Roger me soltó el pelo ese martes. Y, sorprendentemente, le hizo olvidar a mi mente la historia que mi cuerpo había plasmado en ella, las cicatrices los dedos de Alexander, aunque fuese sólo por un momento. Hubo un predecible aumento exponencial en el flujo de SMS post. Oh, baby, it feels so good. Too good.
Es rico gustarle a alguien. Subir el volumen y dejar los hombros caer, reír, mirar a los ojos y saber. Simplemente saber. Bembos con ají y kétchup, malecones de la mano, rones, hielos. Amigos, piscos, porn-star wannabes, confesiones de madrugada de viernes santo y mundos pequeñísimos. Sí. Todo eso es genial. El problema, como siempre, son las emociones. Que no llegaron a los extremos del controversial Noviembre 2011, pero sí hicieron acto de presencia.
El inicio del fin fue una guitarra, protagónica frente a la pared blanca de su cuarto. Le pregunté si tocaba, y me dio un concierto de tarde de otoño que se resiste a dejar de ser verano. Las cuerdas hicieron vibrar el aire que hizo vibrar mis tímpanos, cuyo ritmo calmó los latidos de mi corazón y me dijo que escuche, que no hable. Porque esos dedos me estaban contando una historia que no era mía para ser interrumpida. Porque dentro de mi Roger de Flint había mucho más de lo que habría sospechado. Más de lo que, siendo honesta, me había importado.
Me quité el anillo ese día y terminé apresurándome hacia el ascensor, casi corriendo las diez cuadras hasta mi casa, avergonzada, impúdica, atestada de culpa. ¿Tan rápido había olvidado a Alexander? ¿Había concebido, había dejado traslucir algún sentimiento? ¿A quién engañaba? Yo no estaba bien. Yo no podía querer. ¿Por qué quería mentirme? ¿Ignorar las lágrimas que había llorado un día anterior? Roger no era para mí, así como yo no era para él. ¿Pero acaso había sido yo de alguien? Esa lealtad a Alexander que sentía haber traicionado, ¿acaso no era ficticia, inexistente? ¿No había sentido el denigrante sabor de metal en mi boca, la metafórica sangre en mi espalda? ¿Qué no recordaba bien? Había sido rechazada por el aristócrata. Suplida. Sorry.
El mío fue un mail de disculpas superficial, tentativo. La respuesta de Roger fue extensa, larga como la racha de emociones que la tarde de guitarra suscitó. Honesta. Lloré un poquito al recibirla. Un poco más al responderla con igual de honestidad.
Me respondió que lo había sorprendido.
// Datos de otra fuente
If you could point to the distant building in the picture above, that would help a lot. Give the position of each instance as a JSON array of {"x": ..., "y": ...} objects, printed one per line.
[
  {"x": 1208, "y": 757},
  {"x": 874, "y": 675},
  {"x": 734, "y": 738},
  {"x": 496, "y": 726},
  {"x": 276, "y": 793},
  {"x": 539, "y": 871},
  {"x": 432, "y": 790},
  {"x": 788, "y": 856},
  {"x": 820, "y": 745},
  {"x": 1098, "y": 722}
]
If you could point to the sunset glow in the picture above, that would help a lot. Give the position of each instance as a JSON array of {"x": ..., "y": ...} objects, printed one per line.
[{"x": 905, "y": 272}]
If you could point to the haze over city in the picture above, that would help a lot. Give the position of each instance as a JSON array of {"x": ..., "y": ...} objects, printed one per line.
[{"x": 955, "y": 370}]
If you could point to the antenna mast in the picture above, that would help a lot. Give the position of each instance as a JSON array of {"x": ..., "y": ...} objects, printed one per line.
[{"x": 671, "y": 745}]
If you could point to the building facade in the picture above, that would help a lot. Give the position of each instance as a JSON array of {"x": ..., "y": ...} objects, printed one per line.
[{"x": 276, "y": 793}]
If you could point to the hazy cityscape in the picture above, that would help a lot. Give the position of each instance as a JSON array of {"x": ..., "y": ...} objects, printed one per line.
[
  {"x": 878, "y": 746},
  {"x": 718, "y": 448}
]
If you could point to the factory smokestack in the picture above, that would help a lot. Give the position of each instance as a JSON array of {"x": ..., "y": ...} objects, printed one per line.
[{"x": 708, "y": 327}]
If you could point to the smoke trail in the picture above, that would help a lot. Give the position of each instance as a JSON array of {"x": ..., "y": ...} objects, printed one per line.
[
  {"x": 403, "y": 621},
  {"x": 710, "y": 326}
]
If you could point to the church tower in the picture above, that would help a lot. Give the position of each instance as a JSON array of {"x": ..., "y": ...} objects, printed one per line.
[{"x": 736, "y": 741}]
Que había roto la cajita de vidrio en la que tan diligentemente me había encasillado, que había volado su mente, que le había recordado que las personas interesantes se encontraban en todos lados y que había una razón para emocionarse. Si era verdad o caricias profilácticas al ego de una probable mujer despechada, no lo sé. Lo que sé es que reboté. And just like that, curé.
Al día siguiente salí, y sí, plan Ferrari, mi esencia es así. El siguiente viernes estaba yo con mi falda de lentejuelas mate, polo con apliques tejidos, la misma vincha y los tacos blancos, caminando en busca del limón, abrazada fuera de la reja por uno que no me quería dejar ir. Y es que enamorarse, como me enseñó Roger, no es el único final feliz.